Shosh Bedrosian, a spokeswoman for Netanyahu’s office, previously told reporters that a ceasefire would take effect in Gaza “within 24 hours” of the Cabinet meeting.
Special envoy Steve Witkoff told NBC News he has landed in Israel and plans to visit Hostages Square in Tel Aviv on Saturday night.
Since the Oct. 7 attacks, families of people taken captive by Hamas have encamped in a public plaza in front of the Tel Aviv Museum of Art.
Secretary-General Antonio Guterres said the U.N. and its partners can move now to scale up the delivery of food, water, medical assistance and shelter supplies.
But the U.N. chief said “to turn this ceasefire into real progress, we need more than the silencing of the guns.”
Guterres called for safe access for humanitarian workers, the removal of red tape and other impediments, the rebuilding of Gaza’s shattered infrastructure and funding to meet the immense needs.
The secretary-general told U.N. reporters in New York that the “glimmer of relief” for Israelis and Palestinians must be seized to establish a political path toward ending Israel’s occupation and achieving a two-state solution.
Egyptian President Abdel-Fattah el-Sissi met today with U.S. Middle East envoy Steve Witkoff and Jared Kushner, according to el-Sissi’s spokesman.
The spokesman said el-Sissi welcomed the Gaza ceasefire agreement and said in a statement that Egypt “appreciates and supports President Trump’s efforts to end conflicts and bring peace to the Middle East and the entire world,” while Witkoff and Kushner “reiterated the United States’ appreciation for the pivotal role played by Egypt in ending the war and restoring stability to the region.”

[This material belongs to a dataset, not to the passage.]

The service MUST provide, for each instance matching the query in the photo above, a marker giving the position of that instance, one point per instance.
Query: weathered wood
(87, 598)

El-Sissi said he hoped to receive President Trump in Egypt “to witness the signing of this historic agreement in a ceremony befitting the occasion.”
Israeli Prime Minister Benjamin Netanyahu has joined calls for President Trump to win the Nobel Peace Prize for his efforts to secure peace between Israel and Hamas by posting a seemingly AI-generated image on his office’s official X account.

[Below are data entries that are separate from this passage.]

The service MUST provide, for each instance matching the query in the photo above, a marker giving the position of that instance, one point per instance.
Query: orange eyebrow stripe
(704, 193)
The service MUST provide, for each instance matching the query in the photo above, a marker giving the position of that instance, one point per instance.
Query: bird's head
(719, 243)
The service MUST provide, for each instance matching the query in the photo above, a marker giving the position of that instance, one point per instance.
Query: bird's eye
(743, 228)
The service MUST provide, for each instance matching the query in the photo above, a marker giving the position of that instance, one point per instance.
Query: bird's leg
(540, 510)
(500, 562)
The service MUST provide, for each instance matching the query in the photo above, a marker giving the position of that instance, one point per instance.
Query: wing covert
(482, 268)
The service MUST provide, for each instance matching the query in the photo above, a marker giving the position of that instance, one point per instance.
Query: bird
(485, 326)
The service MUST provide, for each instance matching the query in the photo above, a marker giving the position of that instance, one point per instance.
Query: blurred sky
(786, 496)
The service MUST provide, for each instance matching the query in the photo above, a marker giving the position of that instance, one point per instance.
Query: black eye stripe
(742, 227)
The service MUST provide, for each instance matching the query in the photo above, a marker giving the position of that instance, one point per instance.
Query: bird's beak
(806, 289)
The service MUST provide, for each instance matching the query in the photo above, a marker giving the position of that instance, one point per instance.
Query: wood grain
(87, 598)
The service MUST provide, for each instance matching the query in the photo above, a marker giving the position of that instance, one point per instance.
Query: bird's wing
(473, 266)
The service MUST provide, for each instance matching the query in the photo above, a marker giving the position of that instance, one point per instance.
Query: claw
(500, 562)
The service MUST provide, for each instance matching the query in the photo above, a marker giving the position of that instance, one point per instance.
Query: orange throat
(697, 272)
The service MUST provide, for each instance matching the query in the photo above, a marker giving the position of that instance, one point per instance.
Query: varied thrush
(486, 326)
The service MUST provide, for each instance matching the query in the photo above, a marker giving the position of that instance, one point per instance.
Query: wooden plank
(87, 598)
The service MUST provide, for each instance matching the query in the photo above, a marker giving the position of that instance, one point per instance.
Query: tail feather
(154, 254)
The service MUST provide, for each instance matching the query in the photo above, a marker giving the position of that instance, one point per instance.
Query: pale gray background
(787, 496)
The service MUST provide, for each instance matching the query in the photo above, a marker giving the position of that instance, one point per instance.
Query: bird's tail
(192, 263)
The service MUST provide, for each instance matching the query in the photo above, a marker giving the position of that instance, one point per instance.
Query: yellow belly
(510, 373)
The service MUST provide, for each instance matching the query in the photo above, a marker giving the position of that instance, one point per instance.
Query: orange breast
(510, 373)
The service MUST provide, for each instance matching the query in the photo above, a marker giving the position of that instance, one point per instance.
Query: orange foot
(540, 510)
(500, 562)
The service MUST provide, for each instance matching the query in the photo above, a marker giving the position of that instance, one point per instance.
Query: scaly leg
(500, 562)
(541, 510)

“Give @realDonaldTrump the Nobel Peace Prize — he deserves it!” the X post reads, alongside the AI image of Netanyahu hanging an oversized Nobel medal around Trump’s neck. The two men are surrounded by applauding officials while confetti falls in the background.
Trump has suggested on numerous occasions that he deserves to win the prestigious prize, which will be awarded tomorrow in Norway.

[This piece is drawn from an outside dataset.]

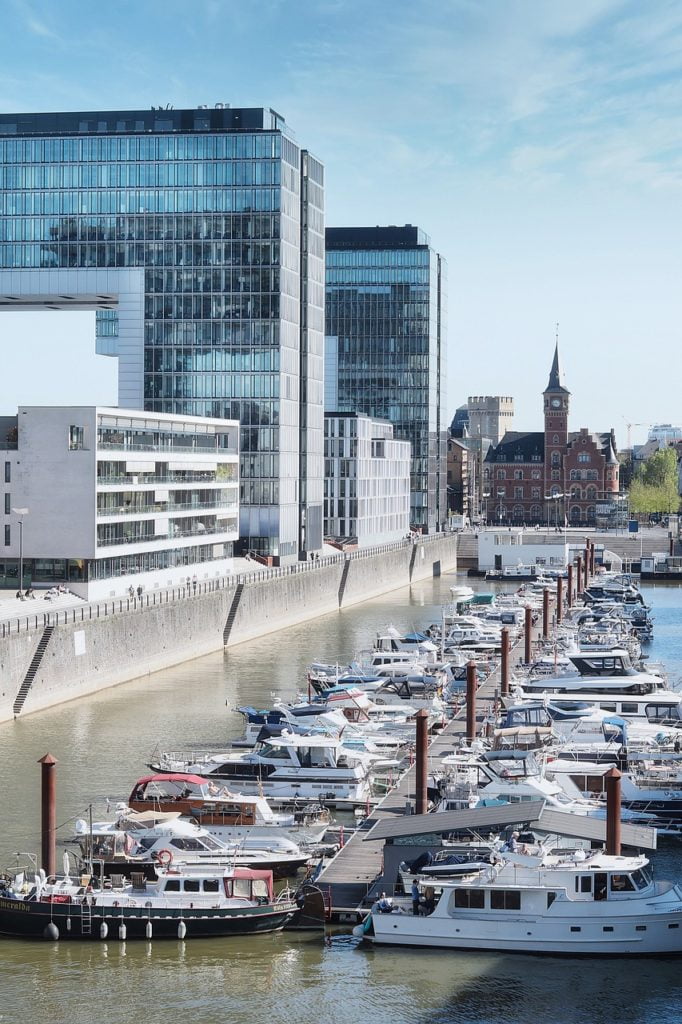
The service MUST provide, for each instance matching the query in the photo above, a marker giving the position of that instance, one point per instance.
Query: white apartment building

Trump’s determination will make it difficult for either Israel or Hamas to derail the deal to halt the war in Gaza and release the hostages, a Palestinian academic close to negotiators told NBC News.
“With President Trump being as intent as he is to follow through with this agreement and using this agreement as a stepping stone toward the resolution of the Israeli-Palestinian conflict, nothing is going to stand in Trump’s way. Nothing,” said Bishara Bahbah, who is also a businessman and activist and is close to the hostage negotiators.
Bahbah noted that while Hamas has agreed to participate in the hostage and prisoner exchange under the agreement, it has not said it will disarm and disband, a key stipulation of Trump’s proposal. “I think the disarmament issue has been deferred for the next phase and the negotiations could begin probably next week on those,” he said.
He added that he believed the possibility of some of the “big names,” or more well-known Palestinian figures imprisoned by Israel, being released as part of the plan “might be deferred to the next phase,” adding: “The red line for Israel is going to be those who have planned and executed Oct. 7.”
Israeli Prime Minister’s Office spokeswoman Shosh Bedrosian told reporters that a ceasefire would take effect in Gaza “within 24 hours” of a Cabinet meeting due to take place at 5 p.m. local time (10 a.m. ET).
Following that 24-hour period, a 72-hour window would open in which Hamas would release the remaining hostages.
Bedrosian said the final draft of phase one of the plan was signed in Egypt this morning.
Bedrosian said that Netanyahu had a “warm conversation” with Trump this morning in which both leaders congratulated each other on a “historic achievement.”